Çocuklar kısmına geldiğimizde ise; anne ve babalarını hayatlarında görmedikleri kadar gören vakit geçiren çocuklar oldu. Terapi sürecindeki bazı çocukların okuldan uzakta çok yol aldıklarını duyduk, gördük. Okulda öğretmen ve akran zorbalığına maruz kalan çocuklar için bir iyileşme süreci gibiydi. Akran zorbalığı azaldı ama siber zorbalık başladı. 

 Bir açılıp bir kapanan sonra tekrar açılan tekrar kapanan okullar ile ilgili çocuklara ne diyeceğimizi bilemedik. Bu belirsizlik; okul benim için sağlıklı mı, güvenli mi yoksa güvenli değil mi soruları başka bir kaygı yarattı. Çocuklardaki takıntılar, annesine babasına “Bana sarılma salgın var” diyen çocuklar bize toplumsal bir travmanın içinde olduğumuzu ve bundan sonraki süreçte çalışmamız gereken çok önemli konuların olduğunu gösteriyor. Buraya dair eylem planlarının şimdiden oluşturulması, planlanması ve uygulama ile ilgili desteklerin oluşturulması gerekiyor.

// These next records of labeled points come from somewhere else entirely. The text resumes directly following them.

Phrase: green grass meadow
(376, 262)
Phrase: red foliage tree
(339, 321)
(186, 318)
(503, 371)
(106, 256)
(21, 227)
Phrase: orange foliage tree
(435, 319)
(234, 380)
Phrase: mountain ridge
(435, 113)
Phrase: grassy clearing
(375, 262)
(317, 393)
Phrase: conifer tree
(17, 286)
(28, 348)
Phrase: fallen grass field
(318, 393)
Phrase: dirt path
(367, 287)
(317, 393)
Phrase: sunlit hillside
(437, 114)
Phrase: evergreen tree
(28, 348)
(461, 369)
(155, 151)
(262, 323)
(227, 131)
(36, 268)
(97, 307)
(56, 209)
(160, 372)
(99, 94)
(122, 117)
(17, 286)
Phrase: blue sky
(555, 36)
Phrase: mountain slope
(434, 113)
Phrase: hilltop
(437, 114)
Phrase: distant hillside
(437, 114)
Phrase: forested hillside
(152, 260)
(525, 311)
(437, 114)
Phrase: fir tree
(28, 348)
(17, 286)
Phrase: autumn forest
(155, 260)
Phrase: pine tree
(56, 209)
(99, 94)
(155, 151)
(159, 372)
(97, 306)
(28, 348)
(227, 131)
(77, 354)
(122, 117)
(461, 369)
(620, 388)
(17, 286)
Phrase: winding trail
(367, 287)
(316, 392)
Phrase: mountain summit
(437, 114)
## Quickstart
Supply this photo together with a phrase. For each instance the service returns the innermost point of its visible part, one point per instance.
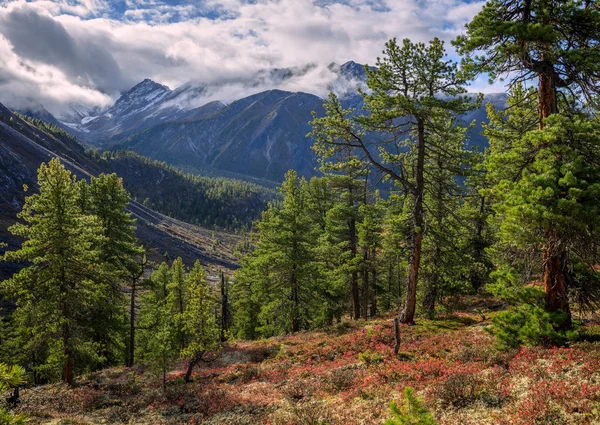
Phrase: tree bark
(354, 276)
(373, 307)
(295, 302)
(397, 335)
(365, 285)
(68, 356)
(131, 359)
(408, 313)
(190, 368)
(224, 312)
(546, 95)
(555, 267)
(555, 284)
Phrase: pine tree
(199, 321)
(283, 265)
(11, 377)
(107, 199)
(63, 280)
(555, 43)
(412, 86)
(157, 344)
(177, 299)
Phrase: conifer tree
(284, 264)
(555, 43)
(199, 321)
(63, 279)
(177, 299)
(107, 199)
(412, 87)
(157, 344)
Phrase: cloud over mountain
(89, 51)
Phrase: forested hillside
(467, 295)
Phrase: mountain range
(257, 137)
(25, 144)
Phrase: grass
(348, 376)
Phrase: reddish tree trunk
(555, 286)
(408, 313)
(131, 359)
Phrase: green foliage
(177, 317)
(412, 411)
(64, 279)
(527, 324)
(11, 377)
(209, 201)
(200, 327)
(281, 275)
(523, 39)
(46, 127)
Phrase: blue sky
(88, 51)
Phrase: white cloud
(173, 44)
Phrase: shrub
(458, 390)
(370, 357)
(528, 325)
(304, 413)
(341, 378)
(412, 412)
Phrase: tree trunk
(295, 302)
(555, 279)
(365, 284)
(190, 368)
(164, 372)
(408, 313)
(555, 269)
(131, 359)
(396, 335)
(373, 311)
(546, 95)
(68, 355)
(224, 313)
(354, 276)
(430, 297)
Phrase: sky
(86, 52)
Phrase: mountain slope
(261, 136)
(24, 147)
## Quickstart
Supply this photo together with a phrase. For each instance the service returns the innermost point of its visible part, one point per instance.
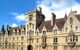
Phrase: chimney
(65, 16)
(53, 18)
(40, 9)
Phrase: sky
(12, 12)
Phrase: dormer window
(66, 29)
(71, 20)
(30, 17)
(76, 28)
(44, 32)
(55, 31)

Özel okullara giden çocuklarda eğitim aralıksız devam ederken, denetlemelerde arka kapıdan çıkarılan çocuklar oldu. Kimi aileler evlerini ev okuluna çevirirken, kimi ailelerde birleşip özel ders/eğitim aldılar. Ne özel okula gidebilecek ne evi ev okuluna çevirecek ne de özel ders/eğitim aldıracak parası olmayan ailelerin çocukları için eğitim eşit bir şekilde gitmedi. Evinde bilgisayarı olmayan, interneti olmayan hadi iyi ihtimalle dört kardeşe bir bilgisayar düşen evlerde uzaktan eğitimi takip etmek ve katılmak bir kabusa dönüştü. Öğretmenler bu konuda dayanışma ağları kurdular, çocukları için bilgisayar tablet çağrısına çıktılar. Bilgisayarlar tabletler bulunsa da internet sıkıntısına çare olamadığımız durumlar oldu. Çocukların çalışma hayatına döndüğünün haberlerini bu süreçlerde duymaya başladık. Okul kimi çocuk için bir umuttu, evlenmemek için; belki de ailesinin ona verdiği son şanstı. Bu çocuklar için hiçbir eylem planı oluşturulmadı. 

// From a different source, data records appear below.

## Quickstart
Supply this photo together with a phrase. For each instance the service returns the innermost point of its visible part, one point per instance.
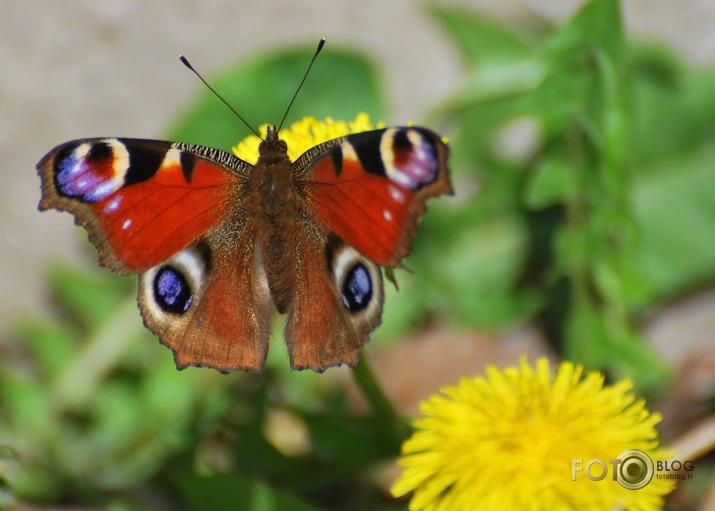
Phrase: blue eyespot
(357, 289)
(171, 291)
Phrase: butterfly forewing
(141, 201)
(370, 188)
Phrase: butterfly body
(216, 241)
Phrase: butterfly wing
(364, 195)
(338, 302)
(371, 188)
(166, 211)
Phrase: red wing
(142, 201)
(371, 188)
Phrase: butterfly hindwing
(370, 188)
(338, 302)
(210, 303)
(141, 201)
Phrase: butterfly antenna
(320, 47)
(187, 64)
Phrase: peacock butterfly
(216, 240)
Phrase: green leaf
(230, 492)
(480, 40)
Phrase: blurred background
(615, 268)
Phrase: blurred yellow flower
(507, 441)
(304, 134)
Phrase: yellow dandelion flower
(508, 440)
(304, 134)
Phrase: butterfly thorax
(278, 211)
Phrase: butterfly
(216, 240)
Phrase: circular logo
(635, 469)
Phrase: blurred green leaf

Farklı gelişen bireyler uzaktan eğitim sürecinde iyice dışarıda kaldılar.  Çevrimiçi zamanlara uyma, ekrana odaklanma, dikkatlerinin dağılması, teknolojik bilgi, ifade becerileri, ebeveynlerin çocuklarını nasıl destekleyeceklerini bilmeme halleri süreci çokça zorlaştırdı. Eğitimde fırsat eşitliğini sağlamak için farklı gelişen birey ve ailelerin gereksinimleri detaylı bir şekilde ortaya konup; eylem planı hazırlanmadı

Pandemi süreci her anlamda eşitsizlikleri gözler önüne serdi.

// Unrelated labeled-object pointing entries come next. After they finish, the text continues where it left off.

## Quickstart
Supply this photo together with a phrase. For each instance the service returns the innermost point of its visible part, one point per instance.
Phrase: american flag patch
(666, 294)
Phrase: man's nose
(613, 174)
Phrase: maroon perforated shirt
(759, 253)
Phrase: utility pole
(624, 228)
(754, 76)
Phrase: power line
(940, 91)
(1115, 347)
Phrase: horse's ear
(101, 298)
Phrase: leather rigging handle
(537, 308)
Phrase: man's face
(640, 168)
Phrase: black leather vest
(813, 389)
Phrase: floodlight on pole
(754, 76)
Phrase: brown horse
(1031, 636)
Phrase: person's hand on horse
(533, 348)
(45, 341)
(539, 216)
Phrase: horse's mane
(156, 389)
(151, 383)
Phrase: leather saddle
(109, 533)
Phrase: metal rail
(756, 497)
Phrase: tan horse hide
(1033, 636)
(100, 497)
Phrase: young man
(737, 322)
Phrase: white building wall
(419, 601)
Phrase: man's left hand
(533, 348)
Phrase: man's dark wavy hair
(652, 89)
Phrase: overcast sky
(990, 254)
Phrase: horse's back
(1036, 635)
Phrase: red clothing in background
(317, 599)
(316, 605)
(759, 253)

Eğitimi bu süreçten sonra daha çok konuşmalıyız. Kapitalist sisteme dayalı eğitim metodlarından ve sınırlarından çıkmalıyız. Alternatif eğitim ve yöntemleri konusunda çalışmalar, araştırmalar yapmalıyız. Okul kavramını tekrardan gözden geçirmeliyiz. Aile eğitimlerine yüzümüzü çevirmeliyiz. Şu anki çalışma koşullarında “Hangi aile?​” “Hangi eğitim” gerçekliği de var.  Denetim, çözüm, işbirliği, dayanışma kavramlarını eğitimde tekrar gözden geçirmeliyiz. Öğretmenler için birbirlerini duyacakları, gelişmelerini büyümelerini sağlayacak alanlar oluşturmalıyız. Müfredatımıza duygular, problemle baş etme becerileri ve doğa derslerini koymalıyız. Dünyamız kendimiz ve çevremizdekiler için yeni şiddetsiz bir dil öğrenmeliyiz. Ve bunlar birilerinin insiyatifinde insafında olmamalı hepimiz için!